There are things to look forward to though. Paychecks seem to warm my heart even though I don't really own anything or buy anything that doesn't end up in either one of our stomachs eventually. I always liked cooking and buying food. I look forward to singing again too. I look forward to making new friends.

I just don't stop thinking about snowflakes and how, even though its bitter cold here, we can't seem to get a day that isn't sunny. Living without a cell phone has been the most liberating thing I've done since I moved from Lowell. I'd like to latch on to a mover or a shaker but I'm at a standstill at a busy intersection with nowhere to go but back.

I wish I could text my friends that I miss them...just so they could text me back that they miss me too. That is the most selfish thing I want.

Tuesday, November 30, 2010

Sometimes I am a Big Dog

I hate it when you open up a little to someone and they tell you how it could be better. I do know it, I swear. I don't have anyone here to pull me out of an anxiety attack (or the bathtub in this case). I don't trust the people I like.

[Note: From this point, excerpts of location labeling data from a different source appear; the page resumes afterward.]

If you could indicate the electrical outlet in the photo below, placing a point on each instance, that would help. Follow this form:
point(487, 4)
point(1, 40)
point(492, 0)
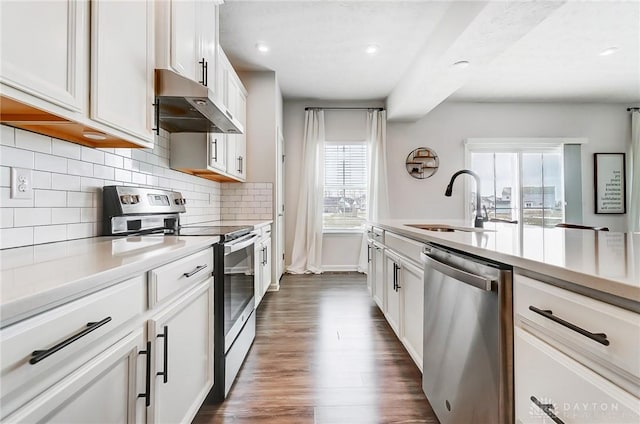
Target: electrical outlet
point(21, 180)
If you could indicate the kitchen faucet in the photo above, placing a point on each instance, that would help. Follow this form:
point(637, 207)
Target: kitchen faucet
point(479, 220)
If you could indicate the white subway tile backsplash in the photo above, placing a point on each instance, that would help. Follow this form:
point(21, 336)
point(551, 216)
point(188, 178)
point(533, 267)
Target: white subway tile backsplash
point(87, 229)
point(14, 237)
point(29, 217)
point(65, 182)
point(49, 198)
point(7, 202)
point(88, 154)
point(112, 160)
point(10, 156)
point(103, 172)
point(77, 167)
point(65, 149)
point(5, 176)
point(65, 215)
point(79, 199)
point(122, 175)
point(68, 180)
point(6, 217)
point(41, 179)
point(51, 163)
point(32, 141)
point(49, 233)
point(7, 135)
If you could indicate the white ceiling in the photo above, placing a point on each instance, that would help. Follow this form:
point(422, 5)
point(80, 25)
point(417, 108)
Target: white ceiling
point(519, 51)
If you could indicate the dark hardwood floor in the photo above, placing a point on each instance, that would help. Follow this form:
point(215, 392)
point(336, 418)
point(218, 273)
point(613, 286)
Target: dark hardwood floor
point(323, 353)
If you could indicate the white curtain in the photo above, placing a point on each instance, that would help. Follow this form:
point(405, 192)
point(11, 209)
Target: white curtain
point(634, 173)
point(377, 195)
point(306, 255)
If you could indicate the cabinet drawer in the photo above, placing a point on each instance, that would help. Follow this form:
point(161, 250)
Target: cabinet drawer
point(576, 394)
point(176, 276)
point(620, 351)
point(407, 247)
point(106, 310)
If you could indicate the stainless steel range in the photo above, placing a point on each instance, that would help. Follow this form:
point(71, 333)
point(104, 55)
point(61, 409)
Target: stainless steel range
point(135, 210)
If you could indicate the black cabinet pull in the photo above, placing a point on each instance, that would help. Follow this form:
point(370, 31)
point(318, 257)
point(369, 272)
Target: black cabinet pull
point(165, 372)
point(156, 109)
point(195, 271)
point(598, 337)
point(547, 408)
point(147, 385)
point(39, 355)
point(204, 64)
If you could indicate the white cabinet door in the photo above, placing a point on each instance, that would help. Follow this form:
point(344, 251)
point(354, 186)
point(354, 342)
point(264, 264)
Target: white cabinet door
point(392, 290)
point(378, 276)
point(549, 382)
point(44, 50)
point(217, 151)
point(412, 289)
point(182, 337)
point(104, 390)
point(122, 66)
point(184, 40)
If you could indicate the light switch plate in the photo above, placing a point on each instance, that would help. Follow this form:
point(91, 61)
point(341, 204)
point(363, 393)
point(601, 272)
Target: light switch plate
point(21, 180)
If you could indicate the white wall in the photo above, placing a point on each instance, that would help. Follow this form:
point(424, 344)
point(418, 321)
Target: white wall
point(607, 127)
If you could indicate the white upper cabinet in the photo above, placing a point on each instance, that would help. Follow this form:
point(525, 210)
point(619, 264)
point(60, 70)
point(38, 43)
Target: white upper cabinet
point(122, 78)
point(187, 37)
point(44, 50)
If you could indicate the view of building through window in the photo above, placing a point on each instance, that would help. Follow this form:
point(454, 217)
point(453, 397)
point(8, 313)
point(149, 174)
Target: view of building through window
point(345, 185)
point(523, 186)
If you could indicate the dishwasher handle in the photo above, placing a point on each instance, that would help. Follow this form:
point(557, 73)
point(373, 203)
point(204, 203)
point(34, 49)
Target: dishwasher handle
point(477, 281)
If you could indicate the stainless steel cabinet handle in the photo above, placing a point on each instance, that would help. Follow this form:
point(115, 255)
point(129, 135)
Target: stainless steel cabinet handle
point(478, 281)
point(195, 271)
point(147, 391)
point(547, 408)
point(39, 355)
point(165, 372)
point(598, 337)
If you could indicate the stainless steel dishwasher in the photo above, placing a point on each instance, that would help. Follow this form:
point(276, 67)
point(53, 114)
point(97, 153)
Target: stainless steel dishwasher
point(468, 337)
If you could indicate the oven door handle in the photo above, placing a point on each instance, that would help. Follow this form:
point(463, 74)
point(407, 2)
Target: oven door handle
point(239, 244)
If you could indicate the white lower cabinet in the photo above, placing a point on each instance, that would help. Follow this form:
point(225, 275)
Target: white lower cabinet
point(552, 387)
point(377, 283)
point(182, 339)
point(412, 293)
point(104, 390)
point(392, 290)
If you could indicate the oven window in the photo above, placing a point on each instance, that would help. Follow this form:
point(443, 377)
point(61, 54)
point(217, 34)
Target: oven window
point(238, 284)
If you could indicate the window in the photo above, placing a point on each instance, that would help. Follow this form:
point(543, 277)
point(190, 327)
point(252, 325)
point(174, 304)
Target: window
point(523, 183)
point(345, 186)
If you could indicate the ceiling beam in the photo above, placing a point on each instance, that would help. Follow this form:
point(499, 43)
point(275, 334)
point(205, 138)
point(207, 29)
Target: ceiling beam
point(477, 32)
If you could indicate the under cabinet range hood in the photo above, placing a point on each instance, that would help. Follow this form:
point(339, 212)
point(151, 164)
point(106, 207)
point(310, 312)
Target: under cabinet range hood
point(188, 106)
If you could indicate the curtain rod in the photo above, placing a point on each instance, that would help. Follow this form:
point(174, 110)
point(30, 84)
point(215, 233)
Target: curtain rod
point(343, 108)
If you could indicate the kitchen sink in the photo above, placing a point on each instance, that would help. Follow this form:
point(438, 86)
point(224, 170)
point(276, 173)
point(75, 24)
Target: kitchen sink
point(446, 228)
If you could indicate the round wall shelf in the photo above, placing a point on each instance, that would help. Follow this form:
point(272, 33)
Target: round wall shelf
point(422, 163)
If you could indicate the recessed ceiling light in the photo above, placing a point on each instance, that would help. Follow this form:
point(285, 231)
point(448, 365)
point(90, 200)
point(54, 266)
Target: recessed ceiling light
point(92, 135)
point(262, 48)
point(461, 64)
point(609, 51)
point(372, 49)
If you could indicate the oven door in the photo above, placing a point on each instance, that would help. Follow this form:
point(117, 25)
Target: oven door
point(238, 286)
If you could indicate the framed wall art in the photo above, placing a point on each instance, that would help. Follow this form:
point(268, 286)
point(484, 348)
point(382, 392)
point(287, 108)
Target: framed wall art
point(610, 182)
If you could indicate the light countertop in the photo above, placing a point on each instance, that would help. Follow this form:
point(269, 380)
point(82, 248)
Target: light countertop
point(607, 262)
point(36, 278)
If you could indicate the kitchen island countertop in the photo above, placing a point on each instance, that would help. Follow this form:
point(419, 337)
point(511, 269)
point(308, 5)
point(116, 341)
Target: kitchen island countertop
point(599, 261)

Thursday, November 11, 2010

I'm hungry.

Tuesday, November 2, 2010

This is all I remember about you.

Ride Shares

I thought maybe I'd try to do something useful with my time today so I finally brought my car to a garage. On my last day off, I thought I'd try a couple recipes I know that Luke would have wanted to make with me. They were too adventurous for Tim's dad though. I wish he would talk to me.

I hate this apartment. Its like putting flowers on Algernon's grave: looking around this room, at the mess, at the things that used to mean something to me. I hardly ever put on my old clothes anymore. I hardly touch the things in my closet. I'm thinking about selling my records for money to get back home. My futon folds in the middle.

Niacin.

This is what it means to be unhealthy. I hardly want to look at anyone else. I cannot even plaster on a reassuring smile for them. They look at me like they're worried. They thought they'd help me and set me free but I've done nothing to prove that any of it was worth the trouble. That two mile bike ride back from the auto mechanic's kicked my ass. I am cold...all the time, but especially at night because I only own three blankets.

There is one major difference between South Carolina and Massachusetts. Our state and local governments in Massachusetts have huge deficits, while people continue to live comfortably in culdesacs and two story homes. South Carolina's government can't figure out what do with the extra money, while their residents suffer in poverty. I don't get it....in a liberal state, we pay higher taxes, and support public programs that benefit the state as a whole. In South Carolina, the cost of living is kept low, government money goes into grounds keeping on state property, and city revitalization. How is the weight shifted like that? And why is it so freaking cold in this house?

I need a plane ticket at a busy time of year. I want to sit on the end of Nick's bed and listen to him play guitar. I'm a wrecking ball, and I leave a mess wherever I go.